よく「2:8の法則」といいますが、専門性の強い業態ほど上位集中の度合いが高くなる傾向があるようで、最寄品を扱う食品SMなどの場合は殆どが3:7となります。いずれにしても、上位3割の会員でお店の売上の7割を占める訳です。よって、この3割の会員が他店へ流れないように維持する事で売上の7割を確保しようというのがFSPの基本的な考え方ですが、意外と盲点なのが次に挙げる点です。
上位3割の会員で客数の6割、上位5割の会員で客数の8割を占めている
先に挙げたように、上位3割の会員を維持するためにFSP実施企業様では様々な優待企画を実施されていることと思いますが、一方では、一部の限られた会員だけのサービスでは、恩典を受けられない他のお客様からクレームになるのではと考えられる企業様もあるかと思います。では本当に一部の限られた会員だけのサービスなのでしょうか。

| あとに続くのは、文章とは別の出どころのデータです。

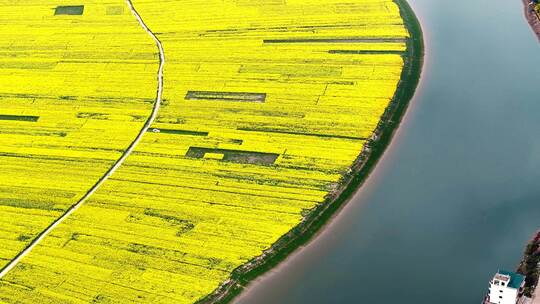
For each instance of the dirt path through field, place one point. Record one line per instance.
(116, 165)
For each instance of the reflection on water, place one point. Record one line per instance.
(457, 195)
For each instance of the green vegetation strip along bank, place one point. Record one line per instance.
(313, 222)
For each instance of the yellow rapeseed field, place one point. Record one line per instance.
(267, 104)
(74, 91)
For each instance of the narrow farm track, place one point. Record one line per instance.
(116, 165)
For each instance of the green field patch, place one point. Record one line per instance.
(115, 10)
(69, 10)
(26, 204)
(366, 52)
(268, 130)
(292, 70)
(19, 118)
(178, 132)
(92, 115)
(237, 156)
(336, 40)
(226, 96)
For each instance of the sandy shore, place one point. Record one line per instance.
(532, 17)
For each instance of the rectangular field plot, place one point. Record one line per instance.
(243, 157)
(19, 118)
(69, 10)
(227, 96)
(179, 132)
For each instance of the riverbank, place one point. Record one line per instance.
(532, 16)
(529, 266)
(374, 149)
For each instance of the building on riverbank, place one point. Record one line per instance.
(505, 288)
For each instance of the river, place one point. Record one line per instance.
(457, 193)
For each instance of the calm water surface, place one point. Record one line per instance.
(457, 194)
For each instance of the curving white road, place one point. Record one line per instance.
(116, 165)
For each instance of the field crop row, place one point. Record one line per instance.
(74, 91)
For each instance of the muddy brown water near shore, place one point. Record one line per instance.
(456, 194)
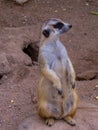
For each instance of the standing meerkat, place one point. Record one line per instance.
(57, 97)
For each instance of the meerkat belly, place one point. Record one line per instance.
(59, 67)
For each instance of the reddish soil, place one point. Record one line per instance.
(20, 26)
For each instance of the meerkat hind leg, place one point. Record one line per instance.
(50, 121)
(70, 120)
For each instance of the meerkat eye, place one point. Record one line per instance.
(58, 25)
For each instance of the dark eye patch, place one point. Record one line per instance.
(58, 25)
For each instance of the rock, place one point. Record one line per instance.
(87, 75)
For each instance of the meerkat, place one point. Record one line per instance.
(57, 96)
(21, 1)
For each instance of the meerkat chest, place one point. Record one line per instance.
(60, 62)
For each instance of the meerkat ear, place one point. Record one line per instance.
(46, 32)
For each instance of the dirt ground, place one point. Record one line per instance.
(20, 24)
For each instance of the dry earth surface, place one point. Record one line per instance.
(19, 42)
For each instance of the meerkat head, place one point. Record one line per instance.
(54, 27)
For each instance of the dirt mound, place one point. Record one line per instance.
(86, 118)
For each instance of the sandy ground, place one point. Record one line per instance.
(19, 78)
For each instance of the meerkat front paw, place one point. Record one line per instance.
(50, 121)
(70, 121)
(59, 91)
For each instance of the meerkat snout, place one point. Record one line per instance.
(55, 27)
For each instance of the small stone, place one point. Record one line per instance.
(96, 86)
(97, 98)
(12, 101)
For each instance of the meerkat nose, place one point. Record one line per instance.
(70, 26)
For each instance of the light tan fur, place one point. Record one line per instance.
(57, 99)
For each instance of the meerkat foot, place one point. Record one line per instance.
(70, 121)
(50, 121)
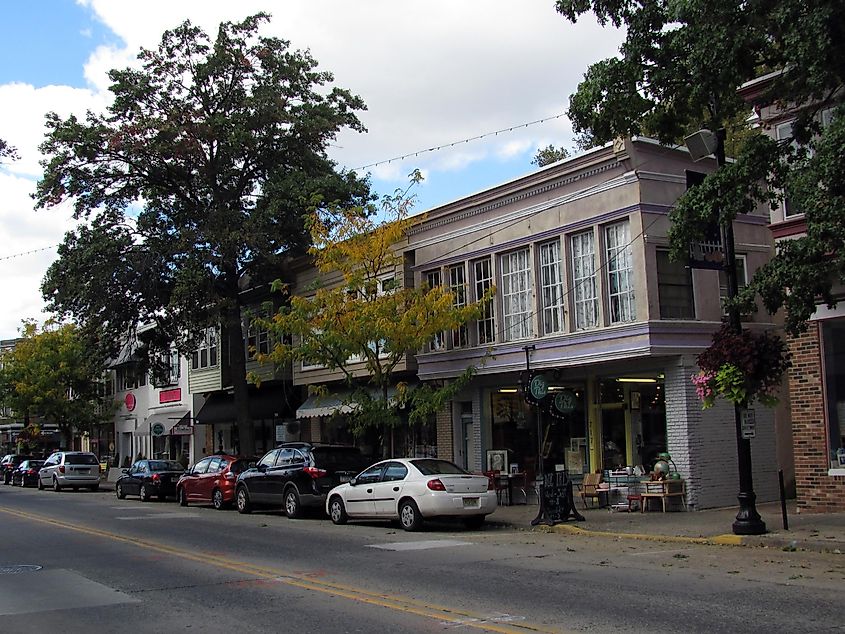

デシル1の月間平均来店回数は26回。殆ど毎日顔をお見かけするのに対してデシル10は1.5回と月に1・2回お会いする程度。同じ一人の会員ですが、客数とした場合には17倍も差があります。ということは、たった今、売場にデシル10の会員が一人いたとしたら、デシル1の会員は17人もいる事になります。
デシル1と10の比較は極端ですが、デシル上位の会員ほど売場で多く見かけるということが、デシル分析の結果からわかるかと思います。
このことから、上位3割を対象とした優待企画を実施した場合、客数の6割が恩典を受ける事になるのです。
この優待を受けられるしきい値をどの辺りに設定するかが、FSPのランク別アクションにつながります。例えば、月間買上額が1万円以上で恩典を受けられるとした場合、先程のデシル分析の企業では、ほぼ上位の半数が対象となりますから客数では7〜8割をカバーすることになります。一方で、下位半数の会員に対して「もっとお買物いただければ更にお得です」といった具合にアピールにつながるのではないでしょうか。
なお、FSPのランク別アクションについては、別の機会に改めてご説明致します。